Meegan Redoak is a character who has lived with me since the mid-1980s. I began writing her story when I returned from my first WestPac cruise while in the US Navy in 1986. I picked my first ever computer, an Apple-IIe clone, while on liberty in South Korea. When I returned stateside, I began writing. The story flowed through my fingers until I had almost seventy-five pages. I printed them out, put the stack of paper in a binder, and forgot about it.
Years later, when I started writing again, I found that faded dot-matrix printout. I took the time to transcribe the story into digital files. As I did, more of Meegan’s adventures unfurled in my mind. I began adding to the tale and fleshing out the supporting characters. Meegan got a notebook all her own, complete with pages of her character analysis and adventures. I began filling another tome with details of the world in which she lived. I had more books with notes on the different civilizations, religions, regions, and political intrigues. Each central character got half a composition book.
Then, my career took over, and the energy I had to write fiction was taken writing technical content for the job. For years, trying to write creatively was like pulling teeth. I participated in National Novel Writing Month a couple of times, only to get caught up in the insanity of our last two weeks of November. Both projects are unfinished.
Years passed, and I dabbled with Meegan’s story and many others. I struggled with plot, characterization, and flow. I watched YouTube videos to improve my craft. I wrote short stories based on one-shot Dungeons & Dragons scenarios I played with friends and family. I kept notebooks of the campaigns I ran and those I wanted to run.
Then, I aged out of my career and was retired. I had the time on my hands to study writing and tried to make the most of it. I battled the depression that accompanies the end of one’s career plans. Six months later, the world went into lockdown when the COVID pandemic swept the globe. In October, our world burned, and I lost everything I had not converted to softcopy.
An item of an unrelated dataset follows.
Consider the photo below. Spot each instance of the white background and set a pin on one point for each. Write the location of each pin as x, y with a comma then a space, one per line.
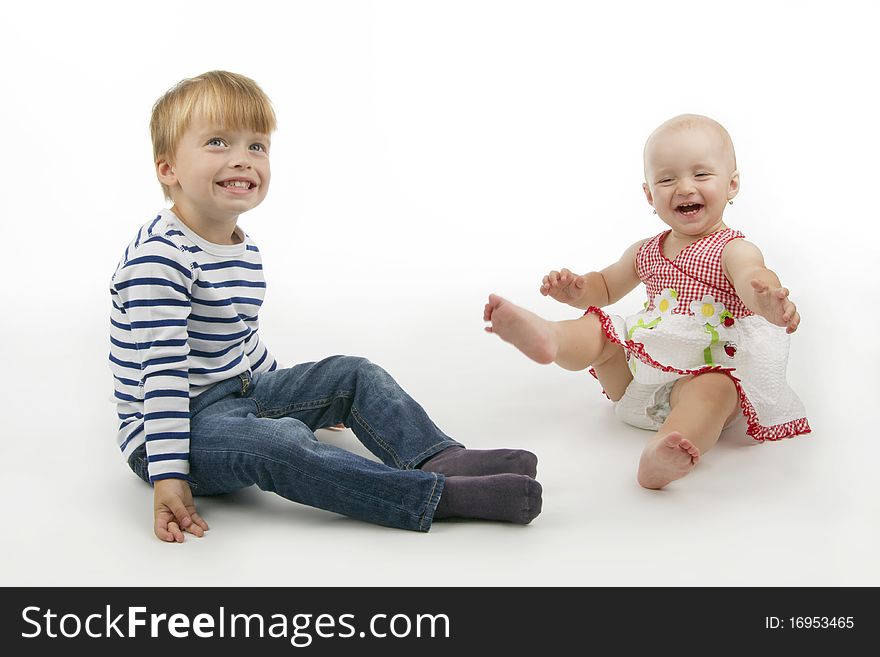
428, 154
It has taken me more than a year to be able to write about more than the fire. Now, the ideas keep me at the keyboard, discovering more about the entourage running loose in my head. I found this little snippet among some of the digital files I’ve been scouring for content. I cleaned this vignette up for flow and tightened the writing. I hope you enjoy it, it’s one of the few pieces I’ve written from the first-person perspective.
Revelations
I always knew I was different from my mother but was never sure why.
Until my 13th summer.
I remember waking one morning to heated words on the ground below where my mother and I slept. One voice I recognized as Mother’s; the other was male and demanding. I could not hear the words, but the tone was angry. I could hear something else in the man’s voice, which puzzled me. I would have to remember to ask my mother later about him.
Curiosity got the better of me. I crept closer to the door of our small shelter in the trees and listened.
The man begged her to come back to the safety of the village. I will forever remember Mother’s words: She is my daughter, and I love her just the way she is. And while those words made my heart soar, the next brought it crashing back to reality: The fact that her father is human matters not to me. I loved him for his spirit and his soul, not his race.
With those words, the truth of my life suddenly became clear. It explained so much that had made little sense before. A perspective had opened that made all of the minor differences suddenly make perfect sense. I am not a freak!
I returned my attention to the conversation I could hear but not see, continuing below me. I don’t recall exact words, but I understood that for all of the physical advantages of my human parent, my life span is much shorter than hers.
Mother gently but firmly told him to leave. She would not return unless the village accepted us both. I crept back to my bed and pretended to sleep when Mother returned.